On Tuesday, 15 January 2013 at 05:51:16 UTC, Andrei Alexandrescu wrote:
(Warning: this assumes a fair bit of background with ranges and the STL.)

We've had a long-standing weakness of ranges when compared with STL iterators: in a find() call we get to access the balance of the range from the found position (if any) through the end of the initial range. In contrast, STL's find returns an iterator that can be combined with the beginning of the initial range or the end of the initial range, thus offering two ranges instead of one.

D offers the findSplit family which partially deals with this, but in an arguably imperfect way because the range from the beginning of the initial range to the found element has a different type than the initial range.

In spite of that, things have worked out well.

Nowadays I've been thinking (inspired by an exchange on a C=+ mailing list) that STL's rfind (http://goo.gl/Btg8s) is a real challenge for D's ranges.

In D, r.rfind(e) should return a range starting with the last occurrence of e in r and spanning through the rest of r.

If r is a forward range but not better, this is rather simple:

R rfind(R, E)(R range, E element)
{
    for (;;)
    {
        auto ahead = range.save.find(element);
        if (ahead.empty) return range;
        range = ahead;
    }
}

If the range is random-access, the algorithm is easy to implement efficiently by scanning from the end and using indexing.

The tricky case is with bidirectional range. I was unable to define an algorithm using the current primitives that: (a) scans the range from the end, and (b) returns a range from the found position through the end.
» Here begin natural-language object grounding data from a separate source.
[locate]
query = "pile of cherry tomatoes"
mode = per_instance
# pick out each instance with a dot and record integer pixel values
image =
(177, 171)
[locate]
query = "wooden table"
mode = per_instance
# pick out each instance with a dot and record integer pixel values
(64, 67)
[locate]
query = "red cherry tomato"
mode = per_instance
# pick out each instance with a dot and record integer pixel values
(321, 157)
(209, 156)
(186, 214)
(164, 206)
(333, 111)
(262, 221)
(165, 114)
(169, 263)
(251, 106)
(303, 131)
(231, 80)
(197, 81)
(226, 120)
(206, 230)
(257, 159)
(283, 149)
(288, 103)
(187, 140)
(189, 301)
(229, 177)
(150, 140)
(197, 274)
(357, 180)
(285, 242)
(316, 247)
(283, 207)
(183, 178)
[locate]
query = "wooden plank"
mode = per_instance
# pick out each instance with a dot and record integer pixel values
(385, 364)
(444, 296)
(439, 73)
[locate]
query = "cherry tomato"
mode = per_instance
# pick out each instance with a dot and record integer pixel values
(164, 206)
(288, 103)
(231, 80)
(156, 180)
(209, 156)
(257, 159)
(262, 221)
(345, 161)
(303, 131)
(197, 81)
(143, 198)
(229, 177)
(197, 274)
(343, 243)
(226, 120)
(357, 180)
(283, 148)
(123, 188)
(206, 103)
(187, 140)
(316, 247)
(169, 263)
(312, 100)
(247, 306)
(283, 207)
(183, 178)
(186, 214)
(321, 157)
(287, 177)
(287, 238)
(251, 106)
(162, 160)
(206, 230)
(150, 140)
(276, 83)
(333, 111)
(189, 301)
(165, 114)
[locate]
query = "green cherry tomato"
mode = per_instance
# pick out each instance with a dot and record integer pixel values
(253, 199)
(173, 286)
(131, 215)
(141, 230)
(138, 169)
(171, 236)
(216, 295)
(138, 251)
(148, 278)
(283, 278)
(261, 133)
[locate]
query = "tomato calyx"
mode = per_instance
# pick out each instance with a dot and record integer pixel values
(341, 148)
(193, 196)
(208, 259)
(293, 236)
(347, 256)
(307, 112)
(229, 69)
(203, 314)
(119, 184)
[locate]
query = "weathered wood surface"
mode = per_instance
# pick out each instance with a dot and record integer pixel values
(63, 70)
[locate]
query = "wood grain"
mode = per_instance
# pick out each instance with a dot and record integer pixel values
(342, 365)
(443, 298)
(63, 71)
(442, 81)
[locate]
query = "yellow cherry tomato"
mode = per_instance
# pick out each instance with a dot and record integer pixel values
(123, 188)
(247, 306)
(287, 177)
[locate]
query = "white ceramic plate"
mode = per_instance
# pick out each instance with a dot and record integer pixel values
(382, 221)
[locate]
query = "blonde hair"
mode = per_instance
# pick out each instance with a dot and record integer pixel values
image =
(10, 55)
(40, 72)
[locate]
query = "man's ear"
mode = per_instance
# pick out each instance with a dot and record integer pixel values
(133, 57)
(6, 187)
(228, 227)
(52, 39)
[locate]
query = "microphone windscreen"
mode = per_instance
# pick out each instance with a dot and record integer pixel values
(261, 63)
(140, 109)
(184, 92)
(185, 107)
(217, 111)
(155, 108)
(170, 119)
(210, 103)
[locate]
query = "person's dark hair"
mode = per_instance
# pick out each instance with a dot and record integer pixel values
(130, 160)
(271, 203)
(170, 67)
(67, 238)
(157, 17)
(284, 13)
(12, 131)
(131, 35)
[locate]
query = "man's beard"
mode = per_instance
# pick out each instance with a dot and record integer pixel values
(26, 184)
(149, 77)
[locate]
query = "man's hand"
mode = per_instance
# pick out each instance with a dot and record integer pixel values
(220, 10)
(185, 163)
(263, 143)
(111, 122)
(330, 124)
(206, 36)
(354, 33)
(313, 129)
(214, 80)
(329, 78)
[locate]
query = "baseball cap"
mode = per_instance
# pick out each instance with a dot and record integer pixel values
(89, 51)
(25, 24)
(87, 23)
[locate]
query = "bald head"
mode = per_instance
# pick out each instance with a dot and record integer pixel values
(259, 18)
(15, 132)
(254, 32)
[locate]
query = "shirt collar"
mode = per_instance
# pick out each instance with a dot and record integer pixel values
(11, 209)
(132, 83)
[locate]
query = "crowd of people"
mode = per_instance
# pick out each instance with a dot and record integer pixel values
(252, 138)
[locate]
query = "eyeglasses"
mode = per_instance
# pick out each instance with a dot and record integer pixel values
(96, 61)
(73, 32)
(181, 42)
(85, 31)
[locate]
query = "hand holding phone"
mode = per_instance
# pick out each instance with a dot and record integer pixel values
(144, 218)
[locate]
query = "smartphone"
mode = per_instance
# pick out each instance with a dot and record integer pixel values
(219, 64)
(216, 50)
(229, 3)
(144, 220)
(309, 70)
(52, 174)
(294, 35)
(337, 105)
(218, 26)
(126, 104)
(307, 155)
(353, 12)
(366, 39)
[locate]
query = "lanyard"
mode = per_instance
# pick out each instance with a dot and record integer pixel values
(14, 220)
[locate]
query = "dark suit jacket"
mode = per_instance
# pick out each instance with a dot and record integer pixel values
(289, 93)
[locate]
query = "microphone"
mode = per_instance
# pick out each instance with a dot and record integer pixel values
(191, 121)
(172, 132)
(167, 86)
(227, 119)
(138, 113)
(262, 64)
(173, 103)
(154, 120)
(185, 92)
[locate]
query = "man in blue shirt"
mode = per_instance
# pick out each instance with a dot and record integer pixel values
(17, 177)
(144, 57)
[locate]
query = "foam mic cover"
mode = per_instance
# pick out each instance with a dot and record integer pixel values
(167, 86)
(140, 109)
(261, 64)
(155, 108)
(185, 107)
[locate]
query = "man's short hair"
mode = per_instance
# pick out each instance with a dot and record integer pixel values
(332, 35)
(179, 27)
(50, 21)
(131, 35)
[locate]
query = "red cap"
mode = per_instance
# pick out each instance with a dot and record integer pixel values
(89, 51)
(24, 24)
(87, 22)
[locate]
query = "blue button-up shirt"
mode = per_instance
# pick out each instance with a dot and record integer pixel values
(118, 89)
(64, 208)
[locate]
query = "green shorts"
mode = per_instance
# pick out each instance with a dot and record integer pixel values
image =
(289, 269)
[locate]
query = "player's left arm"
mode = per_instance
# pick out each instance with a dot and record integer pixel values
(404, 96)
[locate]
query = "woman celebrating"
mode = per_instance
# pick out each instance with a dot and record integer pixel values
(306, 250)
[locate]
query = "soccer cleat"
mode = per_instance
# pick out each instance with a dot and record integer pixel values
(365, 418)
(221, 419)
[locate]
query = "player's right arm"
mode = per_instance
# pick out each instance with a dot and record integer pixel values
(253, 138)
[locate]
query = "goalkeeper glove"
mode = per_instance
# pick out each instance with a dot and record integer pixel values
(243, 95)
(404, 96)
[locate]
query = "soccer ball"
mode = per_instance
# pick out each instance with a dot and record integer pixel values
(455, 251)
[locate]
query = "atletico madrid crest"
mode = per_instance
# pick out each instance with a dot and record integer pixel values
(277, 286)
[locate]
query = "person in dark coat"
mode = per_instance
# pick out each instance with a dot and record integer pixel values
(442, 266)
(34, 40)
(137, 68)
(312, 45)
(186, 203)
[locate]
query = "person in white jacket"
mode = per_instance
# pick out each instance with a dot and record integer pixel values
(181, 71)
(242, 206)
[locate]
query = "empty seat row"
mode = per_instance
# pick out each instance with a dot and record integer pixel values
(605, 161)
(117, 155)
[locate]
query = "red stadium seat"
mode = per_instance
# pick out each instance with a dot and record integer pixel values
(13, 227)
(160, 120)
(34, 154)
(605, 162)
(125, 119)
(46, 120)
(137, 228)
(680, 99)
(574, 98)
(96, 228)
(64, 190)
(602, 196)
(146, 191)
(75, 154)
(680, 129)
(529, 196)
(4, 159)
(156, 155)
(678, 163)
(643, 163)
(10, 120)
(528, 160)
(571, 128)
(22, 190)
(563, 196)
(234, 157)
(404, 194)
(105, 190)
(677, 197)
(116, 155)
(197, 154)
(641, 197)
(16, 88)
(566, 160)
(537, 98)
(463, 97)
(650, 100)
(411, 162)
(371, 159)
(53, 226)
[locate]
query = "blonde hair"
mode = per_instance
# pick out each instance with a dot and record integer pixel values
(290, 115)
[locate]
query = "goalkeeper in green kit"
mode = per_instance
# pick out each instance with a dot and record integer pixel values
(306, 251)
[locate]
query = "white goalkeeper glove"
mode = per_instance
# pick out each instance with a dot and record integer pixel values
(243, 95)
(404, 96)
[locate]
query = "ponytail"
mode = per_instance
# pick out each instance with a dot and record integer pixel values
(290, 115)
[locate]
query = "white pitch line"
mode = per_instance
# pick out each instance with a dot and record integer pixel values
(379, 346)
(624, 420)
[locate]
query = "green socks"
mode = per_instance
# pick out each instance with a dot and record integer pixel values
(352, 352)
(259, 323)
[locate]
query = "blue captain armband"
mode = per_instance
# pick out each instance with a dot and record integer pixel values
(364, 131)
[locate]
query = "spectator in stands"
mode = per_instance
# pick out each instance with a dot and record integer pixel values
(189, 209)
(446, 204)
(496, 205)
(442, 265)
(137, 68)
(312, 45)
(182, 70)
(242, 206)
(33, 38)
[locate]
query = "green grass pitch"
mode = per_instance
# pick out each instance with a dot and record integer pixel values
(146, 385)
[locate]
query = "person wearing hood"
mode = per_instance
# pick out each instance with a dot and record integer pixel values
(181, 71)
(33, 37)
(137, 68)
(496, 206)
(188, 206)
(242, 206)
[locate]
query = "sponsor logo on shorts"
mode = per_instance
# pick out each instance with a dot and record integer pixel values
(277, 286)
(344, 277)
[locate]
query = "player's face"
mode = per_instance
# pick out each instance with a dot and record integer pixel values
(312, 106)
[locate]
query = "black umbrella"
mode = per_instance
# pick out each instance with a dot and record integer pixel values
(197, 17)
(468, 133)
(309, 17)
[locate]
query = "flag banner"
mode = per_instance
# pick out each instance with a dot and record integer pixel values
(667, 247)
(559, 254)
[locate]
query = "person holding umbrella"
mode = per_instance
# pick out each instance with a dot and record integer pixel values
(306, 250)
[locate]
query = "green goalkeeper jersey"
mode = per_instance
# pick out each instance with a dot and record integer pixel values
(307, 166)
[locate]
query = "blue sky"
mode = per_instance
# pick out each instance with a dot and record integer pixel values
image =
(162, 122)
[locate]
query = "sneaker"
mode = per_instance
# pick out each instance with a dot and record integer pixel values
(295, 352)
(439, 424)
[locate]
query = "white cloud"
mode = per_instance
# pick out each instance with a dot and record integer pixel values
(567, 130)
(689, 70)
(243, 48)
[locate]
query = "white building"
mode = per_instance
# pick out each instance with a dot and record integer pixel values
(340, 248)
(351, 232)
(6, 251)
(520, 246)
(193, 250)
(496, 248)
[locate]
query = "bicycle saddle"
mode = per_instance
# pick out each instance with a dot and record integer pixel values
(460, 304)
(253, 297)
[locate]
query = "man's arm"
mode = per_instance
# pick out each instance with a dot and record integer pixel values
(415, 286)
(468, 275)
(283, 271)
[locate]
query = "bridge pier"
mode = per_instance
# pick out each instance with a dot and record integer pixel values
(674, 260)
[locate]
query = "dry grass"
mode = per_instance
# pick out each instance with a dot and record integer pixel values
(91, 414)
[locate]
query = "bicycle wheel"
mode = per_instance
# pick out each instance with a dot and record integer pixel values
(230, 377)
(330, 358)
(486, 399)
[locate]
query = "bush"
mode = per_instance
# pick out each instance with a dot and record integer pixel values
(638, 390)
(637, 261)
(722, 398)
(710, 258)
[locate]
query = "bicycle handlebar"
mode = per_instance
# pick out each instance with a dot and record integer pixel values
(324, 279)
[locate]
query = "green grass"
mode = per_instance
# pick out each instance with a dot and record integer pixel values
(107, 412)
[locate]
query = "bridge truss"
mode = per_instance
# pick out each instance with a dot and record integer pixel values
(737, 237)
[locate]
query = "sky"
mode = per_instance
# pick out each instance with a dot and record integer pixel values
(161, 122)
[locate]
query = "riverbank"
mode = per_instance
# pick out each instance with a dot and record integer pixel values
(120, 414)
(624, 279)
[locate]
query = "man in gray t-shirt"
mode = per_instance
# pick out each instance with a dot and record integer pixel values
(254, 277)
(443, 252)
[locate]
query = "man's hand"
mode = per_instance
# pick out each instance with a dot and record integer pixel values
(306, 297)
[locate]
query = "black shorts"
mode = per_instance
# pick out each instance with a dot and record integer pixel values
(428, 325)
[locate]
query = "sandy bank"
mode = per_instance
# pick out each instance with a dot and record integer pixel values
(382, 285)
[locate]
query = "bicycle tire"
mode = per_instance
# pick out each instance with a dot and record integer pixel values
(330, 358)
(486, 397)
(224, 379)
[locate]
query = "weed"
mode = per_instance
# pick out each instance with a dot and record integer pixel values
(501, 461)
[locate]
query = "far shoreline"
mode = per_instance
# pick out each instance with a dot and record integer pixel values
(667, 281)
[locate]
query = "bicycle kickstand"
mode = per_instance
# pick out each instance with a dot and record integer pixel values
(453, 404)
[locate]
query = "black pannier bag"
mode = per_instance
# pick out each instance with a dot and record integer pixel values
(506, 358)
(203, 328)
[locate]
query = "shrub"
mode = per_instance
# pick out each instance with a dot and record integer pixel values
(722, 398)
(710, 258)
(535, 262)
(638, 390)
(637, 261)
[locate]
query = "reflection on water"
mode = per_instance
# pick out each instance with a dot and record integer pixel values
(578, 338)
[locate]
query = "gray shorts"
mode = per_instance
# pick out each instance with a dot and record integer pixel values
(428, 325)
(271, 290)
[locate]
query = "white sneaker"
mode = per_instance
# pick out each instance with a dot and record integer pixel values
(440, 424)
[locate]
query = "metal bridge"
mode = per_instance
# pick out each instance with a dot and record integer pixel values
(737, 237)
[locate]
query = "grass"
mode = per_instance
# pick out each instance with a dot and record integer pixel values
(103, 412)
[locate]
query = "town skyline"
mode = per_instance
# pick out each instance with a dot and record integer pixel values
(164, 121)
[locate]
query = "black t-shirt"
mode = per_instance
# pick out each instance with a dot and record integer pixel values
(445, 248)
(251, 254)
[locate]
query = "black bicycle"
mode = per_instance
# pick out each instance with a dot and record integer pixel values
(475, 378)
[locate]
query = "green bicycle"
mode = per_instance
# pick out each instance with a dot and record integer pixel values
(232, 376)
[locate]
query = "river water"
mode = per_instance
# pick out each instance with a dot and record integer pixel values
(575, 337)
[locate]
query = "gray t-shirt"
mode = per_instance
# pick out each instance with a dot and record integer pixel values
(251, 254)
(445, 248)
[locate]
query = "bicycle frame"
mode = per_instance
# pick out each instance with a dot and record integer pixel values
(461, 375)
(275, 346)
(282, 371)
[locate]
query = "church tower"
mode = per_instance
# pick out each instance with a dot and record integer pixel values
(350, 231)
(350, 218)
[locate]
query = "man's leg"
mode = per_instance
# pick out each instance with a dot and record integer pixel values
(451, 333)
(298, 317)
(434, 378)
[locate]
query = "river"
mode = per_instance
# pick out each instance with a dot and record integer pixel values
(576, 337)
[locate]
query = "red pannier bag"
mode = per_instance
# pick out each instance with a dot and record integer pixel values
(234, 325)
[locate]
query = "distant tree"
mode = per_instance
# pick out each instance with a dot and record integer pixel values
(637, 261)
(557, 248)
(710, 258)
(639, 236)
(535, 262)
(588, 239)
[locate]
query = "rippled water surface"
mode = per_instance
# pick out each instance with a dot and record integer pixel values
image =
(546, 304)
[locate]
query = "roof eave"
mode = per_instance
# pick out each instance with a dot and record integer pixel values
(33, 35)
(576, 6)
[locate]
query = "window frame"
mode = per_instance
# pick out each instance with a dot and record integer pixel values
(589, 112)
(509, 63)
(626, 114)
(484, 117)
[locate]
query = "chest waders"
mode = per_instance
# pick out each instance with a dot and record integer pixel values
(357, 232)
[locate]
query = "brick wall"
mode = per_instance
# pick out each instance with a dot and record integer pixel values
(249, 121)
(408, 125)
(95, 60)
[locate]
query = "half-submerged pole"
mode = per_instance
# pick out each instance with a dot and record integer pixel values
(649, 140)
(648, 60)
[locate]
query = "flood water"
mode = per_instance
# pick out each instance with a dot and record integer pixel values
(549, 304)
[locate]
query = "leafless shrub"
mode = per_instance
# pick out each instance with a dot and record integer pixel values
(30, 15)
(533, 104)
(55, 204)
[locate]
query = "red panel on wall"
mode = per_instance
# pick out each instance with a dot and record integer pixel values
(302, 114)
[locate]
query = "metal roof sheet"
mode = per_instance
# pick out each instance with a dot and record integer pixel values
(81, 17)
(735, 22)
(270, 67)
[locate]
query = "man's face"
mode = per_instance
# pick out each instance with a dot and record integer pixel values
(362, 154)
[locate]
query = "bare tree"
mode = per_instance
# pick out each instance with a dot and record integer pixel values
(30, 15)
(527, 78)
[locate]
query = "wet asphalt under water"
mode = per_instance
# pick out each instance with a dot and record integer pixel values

Looks like rfind() would need one extra primitive for bidirectional ranges. What would be a good one? I have a few starters, but don't want to bias anyone. Please chime in!


Thanks,

Andrei

Interesting problem. One possibility would be to add a CLASS primitive like this: Range.merge( Range start, Range end ) //Takes the start of the start and the end of end.

Pseudo:
  original = range.save
  resPos = range.retro.find
  return Range.merge( resPos, original ) //DOES NOT WORK

The problem with this solution is that:
Retro returns a different range type and it would be more complicated to
have the merge function work with this type.

An addition to this solution could be another new primitive: reverse:

Pseudo:
  original = range.save
reversed = range.reverse //Permanently invert start an end. I think this is feasible for all bidirectional ranges. Still a bidirectional range.
  reversed.find( needle ) //In haystack :)
return Range.merge( reversed, original ) //Ok, start of reversed is on needle and end of original hasn't moved. The order of the range returned is the same as the one received.

This is just a suggestion and any primitive could be renamed. However, I think reverse is a good place to start.